It’s clear the Barack Obama White House ranks as one of the most activist regulatory administrations in history. Consequently, it’s not surprising the administration argues that regulatory costs and uncertainty aren’t hurting the economy.
Jan Eberly, assistant treasury secretary on economic policy, recently tried to make the case for an-all-is-well position on regulation in a Treasury Department blog. The piece opened by quoting Treasury Secretary Tim Geithner in his recent Senate testimony: “I’m very sympathetic to the argument you want to be careful to get the rules better and smarter, but I don’t think there’s good evidence in support of the proposition that it’s regulatory burden or uncertainty that’s causing the economy to grow more slowly than any of us would like.”
Eberly goes on to make various points that supposedly undercut the argument regulation hurts business, the economy and jobs.
She cites a recovery in corporate profits. But that ignores where profits should or could be. In fact, corporate profits only climbed above their 2006 levels last year. For good measure, Eberly ignores that as of the second quarter of this year, proprietors’ income had still failed to climb back to its 2006 level.
Eberly asserts that a flat workweek for private workers and low capacity utilization point to poor demand, not fear of regulation.
Eberly also highlights a couple of surveys noting that business owners and economists point to weak demand as a big problem. But since consumers are followers — that is, they follow what’s going on in terms of business investment and hiring — the weak demand cited by Eberly obviously relates to poor investment and hiring by business.

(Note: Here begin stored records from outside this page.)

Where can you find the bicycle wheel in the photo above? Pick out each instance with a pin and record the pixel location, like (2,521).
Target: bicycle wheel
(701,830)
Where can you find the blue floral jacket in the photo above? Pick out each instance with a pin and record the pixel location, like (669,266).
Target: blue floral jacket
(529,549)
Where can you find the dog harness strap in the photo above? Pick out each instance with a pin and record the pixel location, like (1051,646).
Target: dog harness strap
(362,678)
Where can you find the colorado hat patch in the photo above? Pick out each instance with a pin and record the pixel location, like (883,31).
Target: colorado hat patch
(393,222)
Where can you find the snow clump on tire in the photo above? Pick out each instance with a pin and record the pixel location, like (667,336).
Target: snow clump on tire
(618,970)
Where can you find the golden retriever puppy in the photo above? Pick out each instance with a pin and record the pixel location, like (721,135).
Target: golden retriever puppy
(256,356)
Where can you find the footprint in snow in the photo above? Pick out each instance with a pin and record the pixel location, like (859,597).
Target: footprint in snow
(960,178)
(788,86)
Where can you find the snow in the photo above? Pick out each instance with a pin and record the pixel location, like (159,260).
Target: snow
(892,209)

Eberly then tries to claim that business investment has led the recent recovery. And if businesses were worried about regulation, they wouldn’t be investing. It’s almost embarrassing, but the obvious response is: What recovery? This has been one of the worst recoveries on record. Moreover, recent private investment numbers have been mixed at best. Inventories have played a big part in growth that has occurred. And while Eberly cites investment in equipment and software, that’s slowed in recent quarters.
But most damning is the reality that while real personal consumption expenditures have climbed back to 2007 levels, real private nonresidential and residential fixed investment remain well below 2007 levels. Hmmm, that would seem to indicate a major problem on the supply side of the economy.
Finally, Eberly ignores the trend in self-employed. The number of incorporated self-employed has been falling for three years now, while the number of nonincorporated self-employed has been falling for more than four years. As a measure of entrepreneurship, this is a very worrisome trend and one that is affected by the policy climate, including regulatory costs and expectations.
Then there’s the latest results of a survey of small business owners for the Wells Fargo/Gallup Small Business Index:
Optimism for the future among small business owners dropped to its lowest level in 2011. Doug Case, Wells Fargo small business segment manager, observed: “Small business owners are still navigating this challenging economy. In our latest survey, small business owners said that to thrive in today’s economy, they need increased sales and demand, job creation and fewer government regulations.”
Business owners were asked about the most important problems facing their businesses today. The top three responses were: complying with government regulations and taxes (22 percent), consumer confidence in the economy (15 percent) and depressed consumer spending and lack of customer demand (12 percent).
Another 5 percent cited the new health care policy, which aligns with the regulations and taxes category above. Again, consumer confidence, spending and demand can in no way be treated separately from issues like business investment, levels of entrepreneurship and the policy climate.
In the end, government policies weigh down the economy. Indeed, in recent years, it could be called a perfect storm of bad policy. That includes historic regulatory overreach; higher taxes; huge increases in government spending that have drained resources from the private sector; the threat of even higher taxes due to an unprecedented expansion of government spending and debt; little U.S. leadership on free trade (the recent approvals of the South Korea, Colombia and Panama trade deals were welcome, but long overdue, as they were originally made in 2006, and the Obama administration has done nothing else substantive on trade); and misguided monetary policy directed at trying to manipulate economic growth rather than maintain focus on price stability.
Yes, regulation clearly has contributed to economic uncertainty, namely, the threat of rising businesses costs. But it’s not just regulation. It’s also tax, spending, trade and monetary policies gone awry.
But I’m sure the Obama administration will come up with additional declarations that ignore economic common sense and reality to convince people that all is well in these other policy areas as well.